In announcing the penalty, the Air Force also said U.S. Strategic Command approved a plan to slow the first Advanced Extremely High Frequency (AEHF) satellite’s orbit raising operations to conserve fuel.
Built by Sunnyvale, Calif.-based Lockheed Martin, the AEHF-1 secure communications satellite was launched last August aboard an Atlas 5 rocket that deployed the satellite into a highly elliptical orbit some 230 kilometers above Earth at perigee and 50,000 kilometers above Earth at apogee. The satellite was designed to use its hydrazine-fueled liquid apogee engine to raise its perigee to 19,000 kilometers over 30 days, and then use its xenon-ion electric thrusters to circularize its orbit at 36,000 kilometers over 90 days.
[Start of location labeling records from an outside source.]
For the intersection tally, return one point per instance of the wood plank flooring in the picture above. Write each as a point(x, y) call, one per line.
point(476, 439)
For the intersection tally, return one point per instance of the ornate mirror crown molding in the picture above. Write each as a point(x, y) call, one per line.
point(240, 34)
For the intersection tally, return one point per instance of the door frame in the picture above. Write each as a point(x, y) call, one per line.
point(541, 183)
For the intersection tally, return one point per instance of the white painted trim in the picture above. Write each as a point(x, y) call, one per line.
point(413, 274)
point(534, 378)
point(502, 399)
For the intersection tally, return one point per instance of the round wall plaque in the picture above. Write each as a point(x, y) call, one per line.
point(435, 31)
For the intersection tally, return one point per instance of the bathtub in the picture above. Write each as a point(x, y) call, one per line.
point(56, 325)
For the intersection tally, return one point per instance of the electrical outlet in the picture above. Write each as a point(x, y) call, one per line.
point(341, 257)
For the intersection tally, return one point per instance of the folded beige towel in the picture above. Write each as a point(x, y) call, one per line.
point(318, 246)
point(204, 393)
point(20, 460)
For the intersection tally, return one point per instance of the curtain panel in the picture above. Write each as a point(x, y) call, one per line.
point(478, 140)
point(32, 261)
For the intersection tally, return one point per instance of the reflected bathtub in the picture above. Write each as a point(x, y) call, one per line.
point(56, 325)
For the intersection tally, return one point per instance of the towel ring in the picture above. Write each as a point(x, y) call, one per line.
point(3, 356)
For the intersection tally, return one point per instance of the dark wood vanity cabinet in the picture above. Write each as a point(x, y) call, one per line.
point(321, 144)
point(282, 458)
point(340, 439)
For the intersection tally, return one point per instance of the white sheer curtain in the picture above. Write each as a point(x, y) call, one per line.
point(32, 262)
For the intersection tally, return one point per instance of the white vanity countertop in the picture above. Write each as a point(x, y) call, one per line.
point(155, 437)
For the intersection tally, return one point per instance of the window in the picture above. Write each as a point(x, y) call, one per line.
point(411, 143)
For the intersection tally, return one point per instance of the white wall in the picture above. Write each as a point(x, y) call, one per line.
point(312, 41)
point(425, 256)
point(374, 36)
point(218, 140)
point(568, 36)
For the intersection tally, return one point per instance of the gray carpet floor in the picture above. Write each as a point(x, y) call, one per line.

The spacecraft’s liquid apogee engine failed to ignite, and the Air Force soon announced it would implement a backup plan to raise the satellite’s perigee to 19,000 kilometers using smaller on-board thrusters fueled by the same hydrazine tank as the liquid apogee engine.
That plan would have allowed the satellite to reach its final destination by Aug. 31 of this year. The new plan approved by Strategic Command will extend the process to Oct. 3, the Air Force press release said.
“This extension does not affect the initial operational capability date and provides additional fuel reserves to support potential future contingency operations,” it said.
Air Force officials faulted Lockheed Martin for failing to properly flush out one of the satellite’s fuel lines, which resulted in the engine failure. As such, the Air Force Space and Missile Systems center and Lockheed Martin have agreed to a $15 million reduction in the award fee the company will receive, the press release said.